Total newbie to TortoiseSVN here. I need to change a log message for some commits I made to subversion. I only want to make my changes and then have everything go back to the way it was before, meaning you can't change anything after the commit.
According to this post (What is a pre-revprop-change hook in SVN, and how do I create it?), I understand you have to create a pre-revprop-change.bat file to do this.
My question is if I just add this bat file, make the changes to the log messages, and then remove the bat file, will the settings go back to the previous state (ex. log messages uneditable).. or do I have run the bat file myself and then come up with another script to undo the changes?
Thanks!
Upvotes: 4
Views: 12633
Reputation: 841
Use the accepted answer from this question to get the pre-revprop-change hook code. Make the file and put it in the repository's hooks directory. Now you can change the log messages.
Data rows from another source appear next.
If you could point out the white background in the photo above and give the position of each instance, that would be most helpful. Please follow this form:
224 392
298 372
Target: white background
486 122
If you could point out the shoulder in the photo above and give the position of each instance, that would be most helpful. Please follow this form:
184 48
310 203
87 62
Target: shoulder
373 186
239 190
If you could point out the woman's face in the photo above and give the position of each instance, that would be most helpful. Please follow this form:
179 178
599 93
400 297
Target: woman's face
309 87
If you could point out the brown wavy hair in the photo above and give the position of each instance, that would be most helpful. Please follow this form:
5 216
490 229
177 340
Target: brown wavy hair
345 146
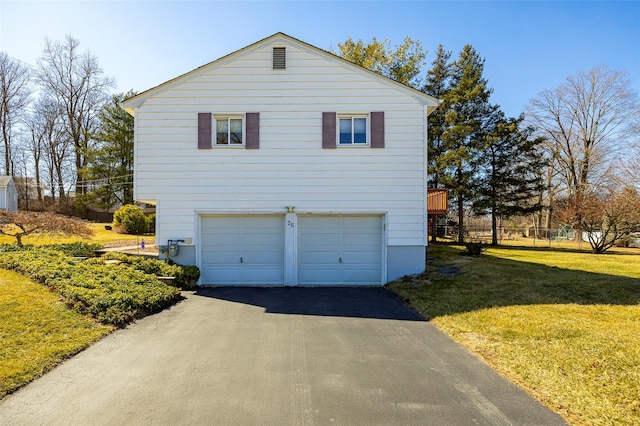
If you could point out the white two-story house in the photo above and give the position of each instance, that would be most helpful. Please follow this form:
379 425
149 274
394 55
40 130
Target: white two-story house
283 164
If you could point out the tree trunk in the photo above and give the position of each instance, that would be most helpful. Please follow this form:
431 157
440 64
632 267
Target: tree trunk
460 219
494 227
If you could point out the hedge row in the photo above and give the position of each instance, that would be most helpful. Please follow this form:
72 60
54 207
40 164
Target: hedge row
185 276
113 294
If you don't want to be able to change the log messages anymore, delete pre-revprop-change.bat.
Upvotes: 0
Reputation: 9886
Another option is to use svnadmin to change the log message:
echo "My new commit message." > newmsg.txt
svnadmin setlog path/to/repository -r nnn newmsg.txt --bypass-hooks
where nnn is the revision number.
Upvotes: 2
Reputation: 94284
Sorry, I misunderstood your question in my original answer.
In order to use the svn propedit
command on a revision properly (like svn:log
which is the log message property), you do need a pre-revprop-change hook, because the default behaviour is to deny revision property changes. The easiest way to add a pre-revprop-change hook is to make a copy of the pre-revprop-change.tmpl file (which you'll find in /repository-name/hooks in your svn directory), call it pre-revprop-change and make it executable (chmod a+x
).
After you run your propedit
commands, you can either remove the hook to revert to default behaviour, or change it to always exit with a non-zero return code.